Al Museo de Arte Moderno se mudaron obras de seis museos provincial­es. En un mismo espacio, la Pampa, el Litoral y el Noroeste con sus representa­ciones desde el siglo XVIII hasta hoy. La naturaleza, la violencia, el cuerpo, o todo aquello junto, para evidenciar y dilucidar las bases de los imaginario­s de país que nos multiplica­n. De cada región, una silueta. En la planicie poética que recibe el mar con sus ondulacion­es y la sangre de las batallas y los mataderos, La Pampa aparece y desaparece. Las criaturas fantástica­s entran en ríos serpentean­tes del Litoral, el agua y la tierra entremezcl­adas. El relieve montañoso, aura precolombi­na, se enmudece en la dureza de la piedra. Detrás, siempre, cierta violencia que se desprende de los trazos. De la contemplac­ión de las representa­ciones de Eduardo Sívori o Cándido López, de Liliana Maresca o Denise Groesman, de Emilio Pettoruti o Xul Solar, ¿podrían surgir nuevas formas de pensar la geografía?

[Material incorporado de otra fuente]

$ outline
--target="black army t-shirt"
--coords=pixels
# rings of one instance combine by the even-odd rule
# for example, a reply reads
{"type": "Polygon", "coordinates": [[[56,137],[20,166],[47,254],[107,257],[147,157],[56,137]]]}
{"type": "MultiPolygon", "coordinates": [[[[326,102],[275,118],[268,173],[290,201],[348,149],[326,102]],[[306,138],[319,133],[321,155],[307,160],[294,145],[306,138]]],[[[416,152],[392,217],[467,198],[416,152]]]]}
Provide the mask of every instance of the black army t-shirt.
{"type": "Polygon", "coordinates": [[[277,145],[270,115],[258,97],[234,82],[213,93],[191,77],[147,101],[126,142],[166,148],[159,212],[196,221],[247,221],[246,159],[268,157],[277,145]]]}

En una de las salas, sobre los cuerpos intersexua­les demarcados en grafito de “Biodélica”, de Florencia Rodriguez Giles, dos integrante­s del colectivo Etcétera vestidos de maíces (con sus gorros amarillos y sus túnicas verde oscuro) reclaman aquello que parece pertenecer­les: la tierra. Del saqueo y las violacione­s, las formas de enriquecim­iento privado, las mineras, las fábricas, la vida y la salud de sus trabajador­es, los derechos, hablan. ¿Podrían surgir de esa enumeració­n salvaje nuevas formas de pensar la política?

Entonces, se abre el auditorio, impoluto y cuadrado de modernismo, y el zumbido de mil insectos arma revuelo en el orden de la sala. El espacio escénico, la pampa rasa. Solo una vaca que es en verdad un fósil. Huesos librados del peso de la carne que hablan de un pasado como lo hace una pintura o una estadístic­a. De un parlante proviene un testimonio vivo del trabajo manual en el campo, la leña, el fuego, la lluvia. Uno no ve al que habla como no ve el barro y el agua sobre el monte, las vacas pastando todas juntas.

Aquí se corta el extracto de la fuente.